The UN and the US criticized the move, with US State Department Spokeswoman Victoria Nuland calling it unhelpful to making peace with Palestinians.
At a meeting late on Monday, an Israeli ministerial committee "decided to formalize the status of three communities which were established in the 1990s following the decisions of past governments," a statement said on Tuesday.
The three outposts over which the decision was made are Bruchin, Rechalim and Sansana.
Bruchin has nearly 400 residents and is located in the northern West Bank, along with Rechalim, which is home to about 200 people. Sansana, home to around 250 people, is in the southern West Bank, near Hebron.
Condemning the decision, Nabil Abu Rdainah, a spokesman for Mahmoud Abbas, the Palestinian president, said "Netanyahu has pushed things to a dead end yet again".
Palestinians are awaiting a formal response from Netanyahu to a letter they sent last week in which Abbas repeated his call for an end to all settlement activity.
'Hiding the true policy'
The Israeli government had committed to the Supreme Court that it would regulate the status of the outposts, and Netanyahu on Sunday formed a new four-man ministerial committee to seek legal solutions to the contested projects.
Nuland reiterated Washington's opposition to settlement activity and said the US asked Israel, through its embassy in Tel Aviv, for "clarification".
"We are obviously concerned," she told reporters. "We don't think this is helpful to the process, and we don't accept the legitimacy of continued settlement activity."
Meanwhile, the UN chief said he was "deeply troubled" by Israel's decision.

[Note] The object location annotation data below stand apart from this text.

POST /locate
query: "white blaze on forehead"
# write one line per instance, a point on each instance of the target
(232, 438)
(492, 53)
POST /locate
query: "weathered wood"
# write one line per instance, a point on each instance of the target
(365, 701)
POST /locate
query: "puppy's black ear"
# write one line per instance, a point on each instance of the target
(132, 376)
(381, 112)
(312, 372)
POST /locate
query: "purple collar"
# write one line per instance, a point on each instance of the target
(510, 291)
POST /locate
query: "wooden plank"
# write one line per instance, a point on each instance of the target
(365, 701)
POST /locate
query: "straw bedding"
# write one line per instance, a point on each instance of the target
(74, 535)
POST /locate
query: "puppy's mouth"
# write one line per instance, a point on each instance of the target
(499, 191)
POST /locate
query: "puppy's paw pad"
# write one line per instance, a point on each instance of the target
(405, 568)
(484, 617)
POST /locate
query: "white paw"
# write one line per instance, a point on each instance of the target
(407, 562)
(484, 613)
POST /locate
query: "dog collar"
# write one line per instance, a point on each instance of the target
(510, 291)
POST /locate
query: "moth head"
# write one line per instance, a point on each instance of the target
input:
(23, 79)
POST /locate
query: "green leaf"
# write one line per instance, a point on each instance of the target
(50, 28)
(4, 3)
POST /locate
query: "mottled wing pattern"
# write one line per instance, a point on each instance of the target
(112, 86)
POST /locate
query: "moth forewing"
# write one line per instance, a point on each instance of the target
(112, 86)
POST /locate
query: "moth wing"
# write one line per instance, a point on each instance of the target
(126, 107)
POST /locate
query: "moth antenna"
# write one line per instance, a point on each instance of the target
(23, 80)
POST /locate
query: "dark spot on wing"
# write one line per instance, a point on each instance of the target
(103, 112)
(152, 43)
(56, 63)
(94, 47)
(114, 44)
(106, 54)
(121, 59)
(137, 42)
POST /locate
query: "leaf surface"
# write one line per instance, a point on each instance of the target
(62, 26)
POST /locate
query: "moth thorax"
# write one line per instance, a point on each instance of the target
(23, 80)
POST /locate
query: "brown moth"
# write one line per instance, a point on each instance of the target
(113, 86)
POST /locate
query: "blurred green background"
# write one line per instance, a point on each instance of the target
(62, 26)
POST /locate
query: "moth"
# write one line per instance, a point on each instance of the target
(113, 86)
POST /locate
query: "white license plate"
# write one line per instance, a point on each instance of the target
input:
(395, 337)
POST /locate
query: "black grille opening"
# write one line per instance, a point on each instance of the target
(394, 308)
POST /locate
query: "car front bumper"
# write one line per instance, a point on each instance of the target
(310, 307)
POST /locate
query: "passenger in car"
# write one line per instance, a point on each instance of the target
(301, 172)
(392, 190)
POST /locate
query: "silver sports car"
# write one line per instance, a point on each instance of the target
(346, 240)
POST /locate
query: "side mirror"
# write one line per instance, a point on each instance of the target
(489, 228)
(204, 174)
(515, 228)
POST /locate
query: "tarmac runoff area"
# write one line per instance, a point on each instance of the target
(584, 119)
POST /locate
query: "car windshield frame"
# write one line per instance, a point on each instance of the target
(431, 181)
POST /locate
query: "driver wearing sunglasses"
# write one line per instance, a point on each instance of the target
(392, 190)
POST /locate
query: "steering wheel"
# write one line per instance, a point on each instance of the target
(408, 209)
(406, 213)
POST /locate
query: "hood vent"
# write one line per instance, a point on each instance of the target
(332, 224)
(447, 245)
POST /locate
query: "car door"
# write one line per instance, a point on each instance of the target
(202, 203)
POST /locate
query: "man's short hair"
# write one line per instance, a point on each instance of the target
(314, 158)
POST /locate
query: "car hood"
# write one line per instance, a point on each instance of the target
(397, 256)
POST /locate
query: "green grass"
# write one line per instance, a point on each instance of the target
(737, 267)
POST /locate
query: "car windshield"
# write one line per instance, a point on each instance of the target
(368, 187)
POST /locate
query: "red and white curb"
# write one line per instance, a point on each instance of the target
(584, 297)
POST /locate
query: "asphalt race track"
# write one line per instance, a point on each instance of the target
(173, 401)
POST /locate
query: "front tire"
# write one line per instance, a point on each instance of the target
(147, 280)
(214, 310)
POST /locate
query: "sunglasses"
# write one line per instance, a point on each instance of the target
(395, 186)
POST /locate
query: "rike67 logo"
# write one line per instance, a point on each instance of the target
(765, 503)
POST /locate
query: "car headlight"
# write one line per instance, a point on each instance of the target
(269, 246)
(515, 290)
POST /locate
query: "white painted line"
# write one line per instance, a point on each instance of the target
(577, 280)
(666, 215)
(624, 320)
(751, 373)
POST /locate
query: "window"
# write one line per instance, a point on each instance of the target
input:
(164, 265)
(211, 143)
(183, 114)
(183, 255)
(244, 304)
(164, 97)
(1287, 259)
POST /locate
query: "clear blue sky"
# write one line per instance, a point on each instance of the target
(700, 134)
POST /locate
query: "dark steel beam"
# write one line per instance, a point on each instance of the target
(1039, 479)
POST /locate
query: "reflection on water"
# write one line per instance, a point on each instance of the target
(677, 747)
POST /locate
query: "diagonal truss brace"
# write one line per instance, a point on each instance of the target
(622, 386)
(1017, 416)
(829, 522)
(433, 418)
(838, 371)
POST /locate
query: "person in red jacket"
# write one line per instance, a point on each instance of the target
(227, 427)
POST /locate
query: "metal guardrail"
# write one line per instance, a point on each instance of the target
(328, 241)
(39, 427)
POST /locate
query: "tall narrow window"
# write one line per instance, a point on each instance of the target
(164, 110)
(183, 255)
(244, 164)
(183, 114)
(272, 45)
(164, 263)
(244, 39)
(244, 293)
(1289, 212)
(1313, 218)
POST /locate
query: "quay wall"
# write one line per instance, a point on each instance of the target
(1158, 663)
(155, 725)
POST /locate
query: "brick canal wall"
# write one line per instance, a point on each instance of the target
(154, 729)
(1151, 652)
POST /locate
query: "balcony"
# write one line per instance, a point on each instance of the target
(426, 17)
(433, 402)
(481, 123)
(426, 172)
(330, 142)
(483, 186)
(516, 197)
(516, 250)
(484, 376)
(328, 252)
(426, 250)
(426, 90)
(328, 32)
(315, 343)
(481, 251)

"The Secretary-General reiterates that all settlement activity is illegal under international law. It runs contrary to Israel's obligations under the Road Map and repeated Quartet calls for the parties to refrain from provocations," the office of Ban Ki-moon said in a statement.
Hagit Ofran of Peace Now, an Israeli settlement watchdog, slammed the government for establishing new settlements in what he said was a deceitful way.
"The Israeli government is proving its true policy, that instead of going to peace it is building new settlements," she told the AFP news agency.
"This is the first time since 1990 that the government of Israel decides on establishing new settlements, and the government's manoeuvre, of establishing a committee to establish the settlements, is a trick aimed at hiding the true policy from the public.
"All the years these outposts weren't legal, the state said they aren't for real, and now they suddenly are."
The Netanyahu government has also been trying to prevent the demolition of another illegal settlement, Ulpana, after a court found it was built on private Palestinian land.
The Israeli prime minister has informed the cabinet that he has asked Yehuda Weinstein, the attorney general, to find a solution that would legalize the outpost and prevent its demolition.
Israel considers settler outposts built without government approval to be illegal, but the international community views all settlements as illegal, whether approved by the government or not.
PHOTO CAPTION
Jan. 7, 2008 file photo, a general view of the unauthorized West Bank outpost of Bruchin.